After recovery, the server connects to any shadow that wasn't tried during recovery (e.g. if it recovered from the primary, it still connects to the secondary). It then sends a ShadowInit with a new session ID to each connected shadow (which clears their old state), followed by all recovered channels and users. This ensures both shadows have identical, up-to-date state going forward.
The server proceeds with its normal startup (spawning coroutines, accepting client connections). New client activity generates the usual ShadowCreateChannel, ShadowAddPublisher, etc. events, which are fanned out to both shadows.
| Survives | Does not survive |
|---|---|
| Shared memory regions (SCB, CCB, BCB) | Client TCP/socket connections |
| Channel metadata (name, slot config, type) | In-flight RPC state |
| Publisher/subscriber registration (IDs, flags) | Coroutine state |
| Message data already written to shared memory | Publisher/subscriber client handlers |
| Event notification FDs (trigger, poll, retirement) |
After recovery, orphaned publishers and subscribers exist in the server's channel database with null client handlers. When clients reconnect, they re-register their existing publisher and subscriber IDs. The server reclaims the orphaned users by matching IDs, preserving the same publisher/subscriber IDs and file descriptors that are embedded in the CCB. The shared memory backing the channel is the same physical memory from before the crash.
The shadow process keeps all replicated file descriptors open for the lifetime of their associated objects. This is critical: Linux (and other Unix systems) only destroy shared memory mappings and eventfds when all file descriptors referencing them are closed. As long as the shadow holds a copy of each FD, the underlying kernel objects survive even if the server process crashes.
The FDs are transferred using SCM_RIGHTS ancillary messages on the Unix domain socket.

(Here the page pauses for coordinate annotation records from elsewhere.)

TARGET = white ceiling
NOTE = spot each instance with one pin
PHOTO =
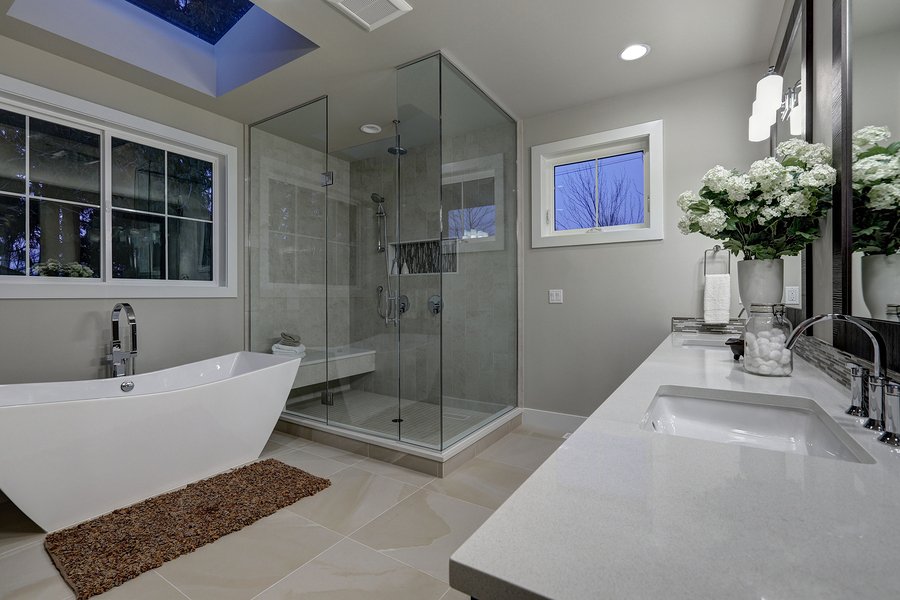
(533, 56)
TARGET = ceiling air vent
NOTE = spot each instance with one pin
(371, 14)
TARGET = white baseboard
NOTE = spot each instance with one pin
(551, 421)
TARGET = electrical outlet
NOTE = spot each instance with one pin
(791, 294)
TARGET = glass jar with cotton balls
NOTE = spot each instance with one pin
(765, 335)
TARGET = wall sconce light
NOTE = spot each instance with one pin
(769, 101)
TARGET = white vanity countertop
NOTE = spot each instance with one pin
(618, 512)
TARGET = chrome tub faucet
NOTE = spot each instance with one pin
(121, 362)
(873, 395)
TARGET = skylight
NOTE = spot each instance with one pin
(209, 20)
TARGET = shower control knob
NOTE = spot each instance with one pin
(435, 304)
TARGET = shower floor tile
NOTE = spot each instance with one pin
(374, 413)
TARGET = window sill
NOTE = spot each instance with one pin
(51, 288)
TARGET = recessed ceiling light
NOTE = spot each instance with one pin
(634, 52)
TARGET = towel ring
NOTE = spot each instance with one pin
(715, 250)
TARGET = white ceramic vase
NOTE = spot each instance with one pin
(760, 281)
(880, 277)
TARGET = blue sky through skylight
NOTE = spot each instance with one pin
(209, 20)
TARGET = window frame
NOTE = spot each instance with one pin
(42, 103)
(474, 169)
(545, 157)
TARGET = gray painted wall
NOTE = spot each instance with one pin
(619, 298)
(53, 340)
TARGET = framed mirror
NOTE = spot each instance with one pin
(866, 127)
(794, 120)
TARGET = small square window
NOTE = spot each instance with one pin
(600, 188)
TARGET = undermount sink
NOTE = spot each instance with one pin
(783, 423)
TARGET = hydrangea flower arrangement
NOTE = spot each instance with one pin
(771, 211)
(876, 192)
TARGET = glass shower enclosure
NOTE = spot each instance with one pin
(394, 260)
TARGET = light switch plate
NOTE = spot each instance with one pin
(791, 294)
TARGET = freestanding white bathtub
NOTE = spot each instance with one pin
(71, 451)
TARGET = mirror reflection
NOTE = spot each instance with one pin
(791, 123)
(875, 267)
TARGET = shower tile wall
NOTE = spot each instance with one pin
(478, 323)
(479, 327)
(287, 240)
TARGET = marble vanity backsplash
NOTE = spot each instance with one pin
(822, 355)
(697, 325)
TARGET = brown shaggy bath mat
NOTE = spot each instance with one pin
(100, 554)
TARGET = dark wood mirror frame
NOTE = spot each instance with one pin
(849, 339)
(800, 21)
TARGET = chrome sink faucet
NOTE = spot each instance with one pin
(873, 395)
(121, 362)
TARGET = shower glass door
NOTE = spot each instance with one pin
(362, 307)
(419, 252)
(287, 239)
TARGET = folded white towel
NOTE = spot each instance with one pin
(717, 299)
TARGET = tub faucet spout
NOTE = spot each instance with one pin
(122, 361)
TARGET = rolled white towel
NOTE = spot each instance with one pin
(282, 349)
(717, 298)
(289, 354)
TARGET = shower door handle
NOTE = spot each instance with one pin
(435, 304)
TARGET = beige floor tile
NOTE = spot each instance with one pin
(28, 574)
(148, 586)
(333, 453)
(424, 530)
(244, 563)
(354, 498)
(483, 482)
(394, 472)
(16, 530)
(454, 595)
(521, 450)
(273, 449)
(286, 439)
(350, 571)
(317, 465)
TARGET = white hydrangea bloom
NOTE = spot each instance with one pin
(745, 210)
(713, 222)
(872, 169)
(768, 174)
(871, 135)
(716, 178)
(687, 200)
(738, 187)
(884, 196)
(790, 148)
(817, 177)
(769, 214)
(810, 154)
(794, 205)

The toolbelt::FileDescriptor wrapper uses reference-counted shared ownership, ensuring FDs aren't prematurely closed.
| File | Role |
|---|---|
shadow/shadow.h, shadow/shadow.cc |
Shadow process: event handling, state storage, state dump |
shadow/main.cc |
Shadow binary entry point |
server/shadow_replicator.h, server/shadow_replicator.cc |
Server side: sends events, receives state dumps |
server/server.cc (RecoverFromShadow, Run) |
Recovery logic in the server |
server/server_channel.h (MapExisting) |
Maps recovered shared memory FDs |
proto/subspace.proto |
Protobuf message definitions |
shadow/shadow_test.cc |
Integration tests including crash recovery |
When two shadows are configured, the recovery priority is always primary first. The server does not compare timestamps or state freshness between the two shadows — it simply trusts the primary if it has valid data.

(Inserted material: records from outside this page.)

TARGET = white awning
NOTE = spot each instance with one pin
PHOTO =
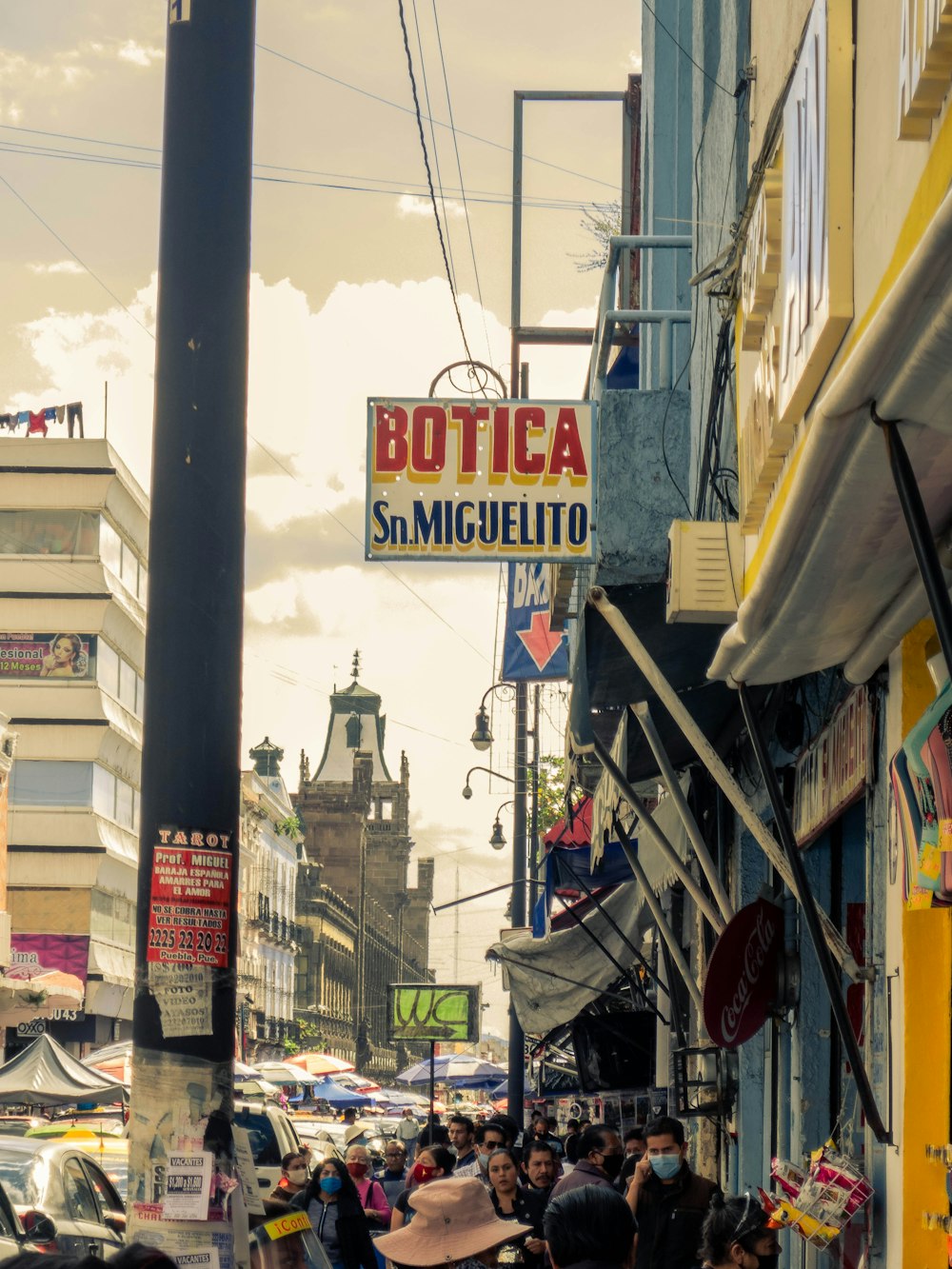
(838, 582)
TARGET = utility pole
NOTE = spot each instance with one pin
(185, 1009)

If one shadow becomes unreachable during normal operation (its SendEvent fails and the connection closes), the other continues receiving events independently. There is no automatic reconnection to a failed shadow.
Both shadows are independently stateless from each other's perspective: they don't communicate or synchronize. After recovery, both are re-initialized with the same state via ShadowInit + re-replication.
- No incremental recovery: The shadow always sends its full state on each new connection. For a small number of channels this is fast; it could become a bottleneck with thousands of channels.
- No automatic shadow reconnection: If a shadow becomes unreachable during normal operation, the server does not attempt to reconnect. The other shadow (if configured) continues independently.
- Shadow must outlive crashes: If both shadows crash, their state is lost. The shadow is intentionally simple (no disk I/O, no complex logic) to minimize this risk. Running two shadows provides redundancy against this.